The Health Secretary and Prime Minister need to remember the pledge they made in 2007 to protect district general hospitals, and to listen to what communities, patients and medical professionals are saying about the importance of securing the future of community hospitals. It would take some of my constituents, such as those in Cowbar, 45 minutes by car or around three hours by public transport to reach the large hospital 20 miles away into which services are being consolidated. I imagine the situation is even worse in more rural parts of the north-east and north Yorkshire. That is clearly not acceptable. Individual members of the Government, such as the Foreign Secretary and Minister responsible for care services, have been critical of the effect of the Department of Health’s policies on the provision of services in local hospitals following campaigns by angry and worried constituents, but it is time for the rest of the Government and the other Health Ministers to act. Steps need to be taken, and funding provided, to ensure that patients have the choice to receive as many services as is medically possible in hospitals near their homes, not as a replacement to care at home or in more specialised hospitals, but to complement it.
I am extremely grateful to my hon. Friend, because I understand that the campaign for that decision was kept up for more than 25 years. I congratulate NHS North of Tyne, Haltwhistle council and the friends of the hospital, as well as my hon. Friend, for all their work in ensuring that it is finally happening.
It is good to hear that every penny saved will go back into the NHS. My main fear is that the new funding calculations that the Secretary of State for Health is proposing will be based not on deprivation but on age, which means that, as shown by studies by Durham university—a fine institution in my region—more than £600 million of the health funding that is currently given to north-east health services would be redirected south.
I certainly note the point the hon. Gentleman makes, and I have read a number of his local newspapers, in which he and a number of his hon. Friends have been making it too. I am delighted that he accepts my argument that every single penny that is saved from the £20 billion of efficiency savings—which, of course, we inherited from the last Government and accepted, because it was the right policy to pursue—will be reinvested in the NHS.

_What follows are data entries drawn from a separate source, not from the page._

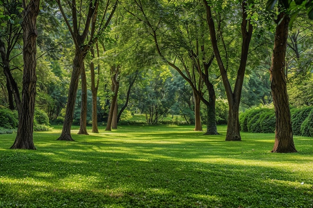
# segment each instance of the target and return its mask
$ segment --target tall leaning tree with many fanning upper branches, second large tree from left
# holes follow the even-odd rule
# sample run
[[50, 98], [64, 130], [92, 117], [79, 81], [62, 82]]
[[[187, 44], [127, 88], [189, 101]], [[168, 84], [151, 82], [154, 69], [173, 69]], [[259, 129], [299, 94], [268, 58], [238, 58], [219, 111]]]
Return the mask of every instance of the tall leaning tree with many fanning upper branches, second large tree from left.
[[[106, 1], [104, 6], [103, 15], [97, 20], [97, 9], [99, 5], [98, 0], [89, 0], [87, 11], [83, 10], [85, 5], [81, 3], [80, 5], [76, 4], [76, 0], [68, 1], [68, 5], [71, 9], [71, 21], [68, 20], [67, 15], [63, 10], [63, 6], [60, 0], [56, 0], [59, 9], [62, 13], [62, 16], [66, 22], [66, 25], [69, 29], [71, 37], [73, 39], [75, 45], [75, 56], [73, 59], [73, 70], [71, 74], [71, 80], [69, 84], [68, 90], [68, 98], [66, 105], [66, 112], [64, 118], [63, 129], [58, 140], [68, 140], [73, 141], [70, 135], [71, 123], [73, 120], [73, 111], [75, 106], [76, 93], [78, 88], [79, 75], [81, 75], [81, 70], [84, 64], [84, 58], [87, 54], [87, 51], [90, 49], [90, 46], [96, 41], [97, 36], [95, 33], [100, 34], [107, 27], [114, 11], [117, 6], [117, 1], [115, 1], [114, 5], [111, 8], [110, 14], [108, 14], [108, 10], [111, 6], [110, 0]], [[84, 15], [85, 14], [85, 15]], [[84, 26], [82, 25], [84, 22]], [[96, 23], [98, 23], [98, 27], [96, 28]], [[89, 31], [90, 29], [90, 31]]]

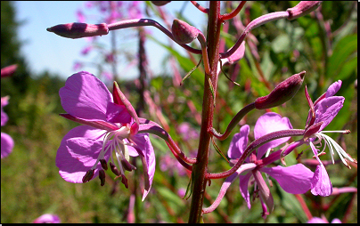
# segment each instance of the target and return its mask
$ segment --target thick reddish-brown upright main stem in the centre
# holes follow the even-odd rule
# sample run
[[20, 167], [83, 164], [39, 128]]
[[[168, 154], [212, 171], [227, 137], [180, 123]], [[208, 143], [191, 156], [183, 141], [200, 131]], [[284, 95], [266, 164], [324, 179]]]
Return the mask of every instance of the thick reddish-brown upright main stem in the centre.
[[[197, 156], [197, 163], [192, 165], [192, 206], [190, 209], [189, 222], [200, 222], [202, 204], [204, 201], [204, 192], [207, 185], [205, 174], [208, 171], [209, 146], [211, 134], [209, 130], [212, 128], [215, 94], [217, 93], [217, 61], [219, 60], [219, 37], [221, 21], [220, 2], [210, 1], [209, 21], [208, 21], [208, 56], [210, 75], [205, 75], [204, 96], [202, 101], [201, 130], [200, 141]], [[211, 93], [209, 85], [209, 77], [212, 87], [214, 88], [214, 96]]]

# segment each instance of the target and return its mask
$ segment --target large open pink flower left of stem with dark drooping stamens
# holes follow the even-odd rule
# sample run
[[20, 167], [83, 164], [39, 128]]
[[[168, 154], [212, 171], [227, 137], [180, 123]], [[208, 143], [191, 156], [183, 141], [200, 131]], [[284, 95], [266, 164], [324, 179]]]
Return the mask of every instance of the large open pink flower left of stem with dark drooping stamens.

I think the hon. Gentleman attended Health questions on 12 June, at which the right hon. Member for Newcastle upon Tyne East (Mr Brown) raised the funding formula and the basis for it with me. I explained that a variety of factors, of which health is one, will determine the allocation of funding—just as it was determined under his Government—and that the question was also being looked at by an independent body. I have seen the newspapers, and I fully appreciate that the hon. Gentleman and his hon. Friends are trying to drum up a storm by suggesting that they are going to be hard done by. However, if he reads the answer I gave to his right hon. Friend the Member for Newcastle upon Tyne East in Hansard, I hope it will reassure him, on reflection, about the current situation.